Wednesday, September 20, 2006

this is an audio post - click to play

The Castle of Dreams

Napoleon Dynoflight was a disrespectful little boy. It was a rare occurrence to ever find him doing anything worthwhile. One time he was playing with matches in his bathroom and burned the toilet seat black. When questioned about it by his father, he simply responded, “You’re such a freaking idiot, GOSH!” At school, he was known by his friends as: “tinkle winkle.” The subtle recitation of this phrase was in reference to Napoleon’s bedwetting problems. The other children just couldn’t live it down once they found out. Sadly, Napoleon hates the world because of how everyone treats him.

One night he decided he was never going back to school ever again. When morning came, there weren’t the usual sounds echoing through the house. His curiosity captured him, and pulled him out of bed. No one was at home. As he crept around the house, he heard a loud crash come from his backyard, so he went to investigate. There was a giant castle!
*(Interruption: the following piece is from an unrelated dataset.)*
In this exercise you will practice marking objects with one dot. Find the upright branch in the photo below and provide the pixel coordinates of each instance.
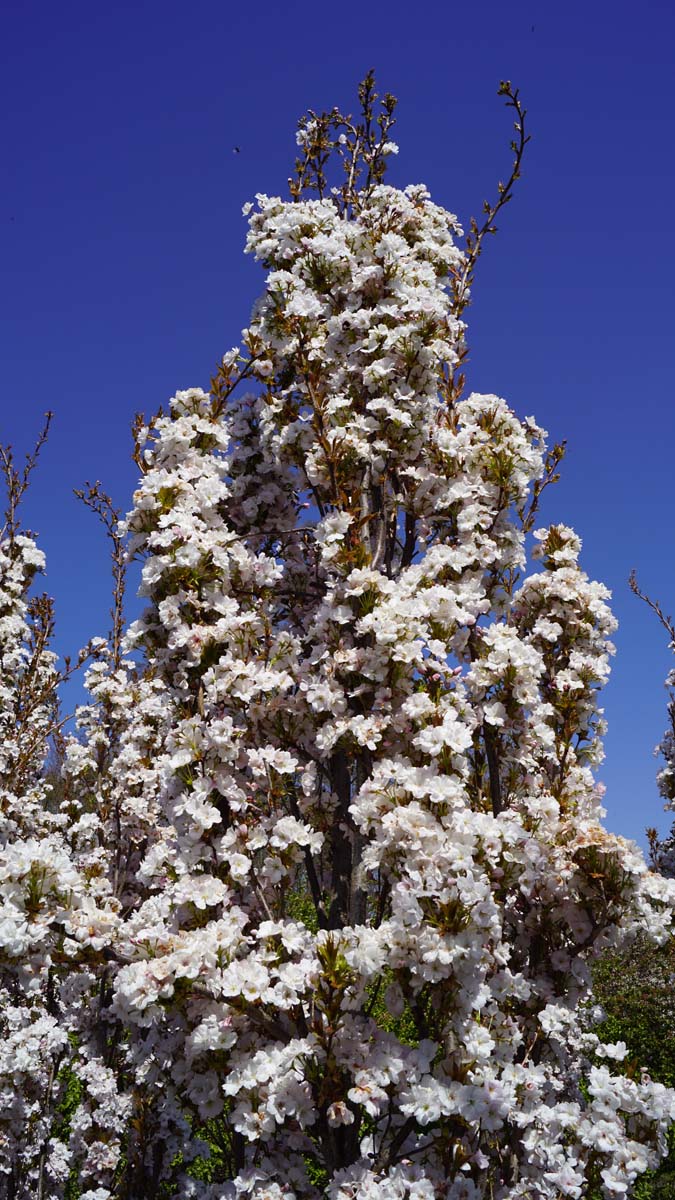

The trashcan recently rolled out to the gate was full of soda cans and “Twinkie” wrappers, and resounding from the stone walls was a deep, “BUUURRrrppp.” Someone was inside! Instinctively, he entered the stronghold.

Peering around the corners as he crept through the cold hallways, Napoleon was careful in making his presence unknown. Sitting amidst a green silhouette was a large ogre. He was in his study typing on a blog entitled, “My Brother is a Sellout.” Never giving it a second thought, he continued down the corridor. He came to a room with a sign that said, “Me Take Human.” Glancing through the hole in the doorknob, much to his surprise, he saw his entire family tied up with duck tape around their mouths. “Awesome,” he said under his breath, “What a sweet day! I have a castle in my backyard and an ogre who took my family away from me!” Resuming his journey through the castle, Napoleon came to another door entitled, “Stupid People.” Inside it, in the same fashion as his family, were all the kids from Napoleon’s school. This made Napoleon so happy that he made his hand into a fist and said, “Incredible,” as he pulled it toward his body.

All of the people who made Napoleon’s life miserable were now locked up inside a castle with a giant ogre guarding it. It was as if every dream and prayer our young hero ever had was answered overnight. All of a sudden, there was a loud crash. The door to the castle slammed and the ogre’s wife came marching in.

“Have you been on that stupid computer all day long? Talking on your stupid “blog” about your brother being a sellout? Listen here, I don’t care if he is a sellout, at least he took the movie deal! You were too much of an idiot and missed out on two multimillion dollar productions and now look at us...kidnapping people with our mobile castle? Why don’t you get up and do something? I’m the only person who actually gives a crap about this house and our family. All you do is sit around the computer and mope around all day long eating “Twinkies” and drinking soda!”

“Woman, don’t you ever raise your voice and talk like that to me again!”

The arguement between the couple lasted about five more minutes. While listening to the bickering, Napoleon decided that he wouldn’t want anyone to be captured by these people and listen to this nonsensical fighting for the rest of their lives. Moved with compassion for his enemies, he freed them and they all escaped the castle.

“Ouch,” Napoleon said going back into his house. “What is this feeling burning in my chest?”

His father replied, “That is love, my son. Today was the first time in your life that you showed love to someone other than yourself. Love has nothing to do you getting something. Love is a verb; it is an action. It’s when you do something for someone else.”

“But it hurts real bad!”

“I know son, many people don’t realize that love can hurt. But when it does hurt, you know it’s real, and that is a beautiful thing.”

“Yea, I guess you’re right. Hey, how are we going to get rid of the castle in our backyard?”

“Did you hear them fighting in there? That marriage won’t last much longer. As long as she doesn’t get the house in the divorce, we’ll be ok.”

“Well, that’s good. Why do people get married anyways dad? All married people do is fight.”